A paradigm shift at the level of Felix Rohatyn’s epiphany can have cascading effects. We all allow other people to do most of our thinking, especially that which is outside our disciplines. This is why the telecosm revolution is so important to civilization, as it speeds up the flow of information that feeds policy debate. In political forecasting, it is critical to know who gets the last word on policy shifts. President Clinton, Newt Gingrich and Bob Dole each rely on other people to think through the economics. Little by little, President Clinton has been getting better advice, perhaps as his Treasury team spends more time talking to Fed Chairman Alan Greenspan. Dole has good advisors available to him, but they cannot penetrate his bias toward the Holy Grail.

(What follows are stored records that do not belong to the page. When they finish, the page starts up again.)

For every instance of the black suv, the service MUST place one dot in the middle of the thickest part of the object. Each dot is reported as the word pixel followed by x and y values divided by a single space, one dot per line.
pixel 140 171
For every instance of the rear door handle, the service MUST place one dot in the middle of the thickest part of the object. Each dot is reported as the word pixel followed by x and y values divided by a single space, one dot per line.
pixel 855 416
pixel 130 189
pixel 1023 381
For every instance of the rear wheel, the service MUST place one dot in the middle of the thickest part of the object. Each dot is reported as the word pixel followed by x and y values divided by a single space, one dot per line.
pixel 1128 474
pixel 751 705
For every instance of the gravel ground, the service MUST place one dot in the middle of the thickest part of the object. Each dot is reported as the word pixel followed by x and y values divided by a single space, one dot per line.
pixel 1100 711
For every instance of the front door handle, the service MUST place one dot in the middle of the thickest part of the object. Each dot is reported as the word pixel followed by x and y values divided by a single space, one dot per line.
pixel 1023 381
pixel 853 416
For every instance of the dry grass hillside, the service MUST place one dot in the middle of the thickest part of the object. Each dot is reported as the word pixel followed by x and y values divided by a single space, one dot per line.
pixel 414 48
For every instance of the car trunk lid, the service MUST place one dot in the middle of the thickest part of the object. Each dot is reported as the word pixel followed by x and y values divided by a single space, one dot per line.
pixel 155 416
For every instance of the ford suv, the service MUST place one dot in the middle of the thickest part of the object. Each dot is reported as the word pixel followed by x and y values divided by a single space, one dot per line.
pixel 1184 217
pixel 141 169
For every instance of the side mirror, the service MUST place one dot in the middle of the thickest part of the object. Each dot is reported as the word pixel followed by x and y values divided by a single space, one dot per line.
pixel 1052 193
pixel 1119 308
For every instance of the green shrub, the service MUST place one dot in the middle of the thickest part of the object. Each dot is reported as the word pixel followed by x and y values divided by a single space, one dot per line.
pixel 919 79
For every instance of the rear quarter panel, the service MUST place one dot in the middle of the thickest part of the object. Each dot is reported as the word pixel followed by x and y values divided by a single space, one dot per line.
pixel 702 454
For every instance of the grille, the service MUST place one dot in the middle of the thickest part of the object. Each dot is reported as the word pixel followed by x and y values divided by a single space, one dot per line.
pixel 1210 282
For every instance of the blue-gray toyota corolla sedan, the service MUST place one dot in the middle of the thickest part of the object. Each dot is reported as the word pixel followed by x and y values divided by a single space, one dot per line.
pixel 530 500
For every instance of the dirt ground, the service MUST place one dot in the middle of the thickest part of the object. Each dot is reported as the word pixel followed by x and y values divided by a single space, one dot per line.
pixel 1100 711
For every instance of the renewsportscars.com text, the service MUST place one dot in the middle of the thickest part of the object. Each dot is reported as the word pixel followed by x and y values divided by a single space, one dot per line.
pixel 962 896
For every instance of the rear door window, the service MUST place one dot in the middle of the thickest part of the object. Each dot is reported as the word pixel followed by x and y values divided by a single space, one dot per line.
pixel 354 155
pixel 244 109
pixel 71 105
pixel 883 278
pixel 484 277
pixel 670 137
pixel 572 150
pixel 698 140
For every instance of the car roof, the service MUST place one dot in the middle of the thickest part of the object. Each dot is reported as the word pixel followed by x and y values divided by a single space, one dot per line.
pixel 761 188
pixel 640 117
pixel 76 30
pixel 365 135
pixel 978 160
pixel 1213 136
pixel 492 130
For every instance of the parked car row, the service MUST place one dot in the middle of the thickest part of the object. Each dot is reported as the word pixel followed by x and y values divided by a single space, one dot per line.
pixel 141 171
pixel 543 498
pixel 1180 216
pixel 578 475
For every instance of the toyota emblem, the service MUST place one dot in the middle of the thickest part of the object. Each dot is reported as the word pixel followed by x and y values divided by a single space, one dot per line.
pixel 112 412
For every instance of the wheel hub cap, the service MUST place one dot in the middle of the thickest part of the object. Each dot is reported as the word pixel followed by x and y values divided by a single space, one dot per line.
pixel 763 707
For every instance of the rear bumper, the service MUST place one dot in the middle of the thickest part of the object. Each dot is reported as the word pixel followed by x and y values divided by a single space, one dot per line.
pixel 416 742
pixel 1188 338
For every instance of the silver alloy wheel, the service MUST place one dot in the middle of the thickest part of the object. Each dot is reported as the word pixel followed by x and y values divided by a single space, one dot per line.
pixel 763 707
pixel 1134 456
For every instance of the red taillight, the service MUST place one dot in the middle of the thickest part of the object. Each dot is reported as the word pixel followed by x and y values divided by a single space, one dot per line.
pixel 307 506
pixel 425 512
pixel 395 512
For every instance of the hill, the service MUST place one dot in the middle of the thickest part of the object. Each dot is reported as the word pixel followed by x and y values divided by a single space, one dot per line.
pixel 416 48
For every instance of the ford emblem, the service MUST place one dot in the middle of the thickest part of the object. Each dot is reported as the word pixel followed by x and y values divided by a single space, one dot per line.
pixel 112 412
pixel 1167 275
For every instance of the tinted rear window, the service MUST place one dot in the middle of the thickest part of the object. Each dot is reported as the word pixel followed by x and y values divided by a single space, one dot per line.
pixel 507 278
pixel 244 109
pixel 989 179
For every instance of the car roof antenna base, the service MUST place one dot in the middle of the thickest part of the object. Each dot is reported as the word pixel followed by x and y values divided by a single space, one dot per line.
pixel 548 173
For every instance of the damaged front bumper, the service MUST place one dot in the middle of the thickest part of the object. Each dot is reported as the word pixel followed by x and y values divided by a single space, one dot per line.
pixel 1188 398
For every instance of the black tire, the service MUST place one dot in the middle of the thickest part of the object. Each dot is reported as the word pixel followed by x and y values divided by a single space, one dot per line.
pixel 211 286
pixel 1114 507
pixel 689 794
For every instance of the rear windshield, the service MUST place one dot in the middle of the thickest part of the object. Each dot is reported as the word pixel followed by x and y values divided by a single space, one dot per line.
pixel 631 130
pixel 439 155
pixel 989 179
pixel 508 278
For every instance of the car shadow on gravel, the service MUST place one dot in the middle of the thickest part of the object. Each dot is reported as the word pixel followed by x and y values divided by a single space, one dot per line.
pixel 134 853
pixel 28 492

Gingrich, at one time a Kemp protégé (as was David Stockman in the early 1980s) has steadily drifted away from growth and opportunity toward the Holy Grail.

In September 1969, Robert Mundell, who at one time had the last word on all my thinking, demonstrated his prowess as a forecaster by predicting the dollar would soon break its gold link and float. In 1975, when I came across the forecast in the transcript of a conference proceeding at Queens College, Ont., I asked Mundell how he could make such a spectacular forecast. He said simply that he had read that day an item in The New York Times reporting Robert Roosa’s comment that the United States might soon not be able to defend its gold monetary reserves. Roosa, who had been President Kennedy’s Treasury Undersecretary of State for Monetary Affairs and Paul Volcker’s mentor, was the equivalent then of Felix Rohatyn today. A practical man of Wall Street, not academia, where he presided over Brown Brothers, Harriman, Roosa had been the Democratic Party’s principal champion of the Bretton Woods gold standard. Mundell reasoned that if Roosa did not understand gold stocks could be defended by contracting the Fed’s balance sheet (selling bonds), then “the forces of history were determined to have one of their periodic experiments in a managed currency,” and nothing could be done about it. With the Rohatyn paradigm shift, we are reminded that those forces are still flowing in a positive direction.